Kilham : Population
The evidence for the population levels and tenurial development of the township has been collated by the County History and by Dixon (1985, II, 370-1). Some impression of the scale of the settlement and population has already been provided by the 1290 law suit which listed a total of 47 messuages, or building plots, in the vill, though this certainly underestimates the full total.
A few years later, in 1296, when the vill was assessed for the Lay Subsidy (a tax of one eleventh of the value of all non-essential moveable goods, levied to finance the campaigns of Edward I in Scotland), there were eleven taxpayers with sufficient wealth to be eligible (Fraser 1968, no. 290).

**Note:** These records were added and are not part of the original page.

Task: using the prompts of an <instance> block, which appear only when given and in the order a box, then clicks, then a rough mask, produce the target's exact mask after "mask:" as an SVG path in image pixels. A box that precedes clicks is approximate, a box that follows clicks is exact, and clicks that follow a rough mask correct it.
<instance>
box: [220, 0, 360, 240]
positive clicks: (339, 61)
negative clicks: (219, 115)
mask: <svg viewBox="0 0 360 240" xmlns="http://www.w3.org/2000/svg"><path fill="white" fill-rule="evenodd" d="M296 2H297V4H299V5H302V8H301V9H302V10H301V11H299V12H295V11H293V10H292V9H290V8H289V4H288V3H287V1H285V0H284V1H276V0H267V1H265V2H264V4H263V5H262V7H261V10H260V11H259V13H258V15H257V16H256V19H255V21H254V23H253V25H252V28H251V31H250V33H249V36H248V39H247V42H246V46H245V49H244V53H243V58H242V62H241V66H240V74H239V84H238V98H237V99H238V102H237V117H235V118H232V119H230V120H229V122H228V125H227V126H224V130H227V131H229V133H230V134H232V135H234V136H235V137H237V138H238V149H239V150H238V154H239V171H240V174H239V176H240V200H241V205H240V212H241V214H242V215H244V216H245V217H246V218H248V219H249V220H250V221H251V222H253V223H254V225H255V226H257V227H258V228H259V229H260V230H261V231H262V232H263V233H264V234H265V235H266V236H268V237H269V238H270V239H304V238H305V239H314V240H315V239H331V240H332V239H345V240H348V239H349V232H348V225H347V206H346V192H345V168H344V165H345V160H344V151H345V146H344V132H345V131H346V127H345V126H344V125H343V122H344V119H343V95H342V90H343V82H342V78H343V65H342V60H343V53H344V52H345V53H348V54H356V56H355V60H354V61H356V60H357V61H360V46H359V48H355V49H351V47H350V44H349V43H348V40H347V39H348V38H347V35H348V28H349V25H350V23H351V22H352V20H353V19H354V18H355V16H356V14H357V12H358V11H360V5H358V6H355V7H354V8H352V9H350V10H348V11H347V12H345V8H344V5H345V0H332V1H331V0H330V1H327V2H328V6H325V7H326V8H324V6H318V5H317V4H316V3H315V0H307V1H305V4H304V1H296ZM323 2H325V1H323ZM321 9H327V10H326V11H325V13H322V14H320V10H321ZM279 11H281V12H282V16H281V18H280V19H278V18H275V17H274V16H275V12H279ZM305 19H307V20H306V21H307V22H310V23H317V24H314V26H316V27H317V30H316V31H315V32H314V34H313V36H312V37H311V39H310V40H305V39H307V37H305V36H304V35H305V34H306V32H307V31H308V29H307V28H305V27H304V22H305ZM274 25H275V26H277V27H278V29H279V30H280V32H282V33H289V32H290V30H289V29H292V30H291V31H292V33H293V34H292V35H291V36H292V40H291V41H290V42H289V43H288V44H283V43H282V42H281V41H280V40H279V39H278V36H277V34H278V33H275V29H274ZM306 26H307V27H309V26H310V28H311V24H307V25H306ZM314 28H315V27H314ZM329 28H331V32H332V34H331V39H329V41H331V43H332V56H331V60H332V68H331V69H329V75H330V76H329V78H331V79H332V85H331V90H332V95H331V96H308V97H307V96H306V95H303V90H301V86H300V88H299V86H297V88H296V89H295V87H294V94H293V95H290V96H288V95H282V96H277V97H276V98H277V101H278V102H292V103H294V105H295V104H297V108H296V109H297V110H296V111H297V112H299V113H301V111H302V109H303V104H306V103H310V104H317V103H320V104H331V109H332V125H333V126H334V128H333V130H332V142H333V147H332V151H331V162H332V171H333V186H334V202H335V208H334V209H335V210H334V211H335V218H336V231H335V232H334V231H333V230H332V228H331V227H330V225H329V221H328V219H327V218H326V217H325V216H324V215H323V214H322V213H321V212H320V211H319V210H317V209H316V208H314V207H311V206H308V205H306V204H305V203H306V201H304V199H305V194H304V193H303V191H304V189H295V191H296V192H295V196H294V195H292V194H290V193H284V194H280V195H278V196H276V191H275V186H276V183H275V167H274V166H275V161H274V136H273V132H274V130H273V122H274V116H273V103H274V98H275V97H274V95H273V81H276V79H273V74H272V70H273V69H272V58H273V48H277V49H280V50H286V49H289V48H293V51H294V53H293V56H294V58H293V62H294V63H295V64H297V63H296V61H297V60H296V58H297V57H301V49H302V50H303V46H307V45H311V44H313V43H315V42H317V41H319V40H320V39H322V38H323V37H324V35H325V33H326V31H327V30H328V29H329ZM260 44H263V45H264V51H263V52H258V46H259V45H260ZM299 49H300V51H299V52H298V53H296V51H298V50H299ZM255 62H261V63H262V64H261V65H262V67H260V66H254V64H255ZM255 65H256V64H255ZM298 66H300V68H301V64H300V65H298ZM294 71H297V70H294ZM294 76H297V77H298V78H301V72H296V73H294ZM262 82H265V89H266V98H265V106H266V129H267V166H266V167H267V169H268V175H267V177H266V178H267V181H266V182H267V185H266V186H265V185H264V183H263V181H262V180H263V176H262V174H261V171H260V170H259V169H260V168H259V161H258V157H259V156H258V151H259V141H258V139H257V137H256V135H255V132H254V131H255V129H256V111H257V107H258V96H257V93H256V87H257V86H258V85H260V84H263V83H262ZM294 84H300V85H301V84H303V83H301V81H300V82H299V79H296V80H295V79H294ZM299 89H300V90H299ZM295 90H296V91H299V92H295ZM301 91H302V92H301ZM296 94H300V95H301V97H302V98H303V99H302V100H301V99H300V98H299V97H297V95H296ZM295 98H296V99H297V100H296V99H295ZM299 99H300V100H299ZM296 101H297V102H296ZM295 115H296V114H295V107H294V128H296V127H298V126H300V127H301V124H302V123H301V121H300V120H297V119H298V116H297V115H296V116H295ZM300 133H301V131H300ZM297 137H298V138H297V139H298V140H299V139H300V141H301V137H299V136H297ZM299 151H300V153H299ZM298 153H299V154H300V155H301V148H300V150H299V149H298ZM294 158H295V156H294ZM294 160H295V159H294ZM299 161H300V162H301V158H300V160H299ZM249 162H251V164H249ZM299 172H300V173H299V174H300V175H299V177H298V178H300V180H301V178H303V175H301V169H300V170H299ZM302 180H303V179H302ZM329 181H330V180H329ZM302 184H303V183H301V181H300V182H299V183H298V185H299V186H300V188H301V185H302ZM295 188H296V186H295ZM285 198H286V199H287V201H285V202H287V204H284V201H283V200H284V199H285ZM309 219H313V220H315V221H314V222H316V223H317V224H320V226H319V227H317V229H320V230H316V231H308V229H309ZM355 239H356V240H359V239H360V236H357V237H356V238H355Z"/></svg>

In 1377, however, 109 adults were accounted for in the Poll Tax return (PRO E179/158/31) and this probably gives us a clearer picture of the adult population. This may be compared with the twenty-six "well plenyshed" husbandlands, recorded by the border commissioners, Sir Robert Bowes and Sir Ralph Ellerker, in 1541 (Bates 1891, 31), and the twenty tenants of Mr Gray reported by the 1580 survey of Border Service (CBP I, 14-19).
Together these figures suggest that there may have been a decline in population during 16th Century, as might be expected given the chronic insecurity experienced by the border communities during that period. However, the 1712 estate map, which shows 19 buildings in the village plus the mill and Longknowes Farm, and which excludes Thornington from its view though part of the township, implies that population levels had subsequently stabilised at around their late 16th-century levels with relatively little change in the intervening period.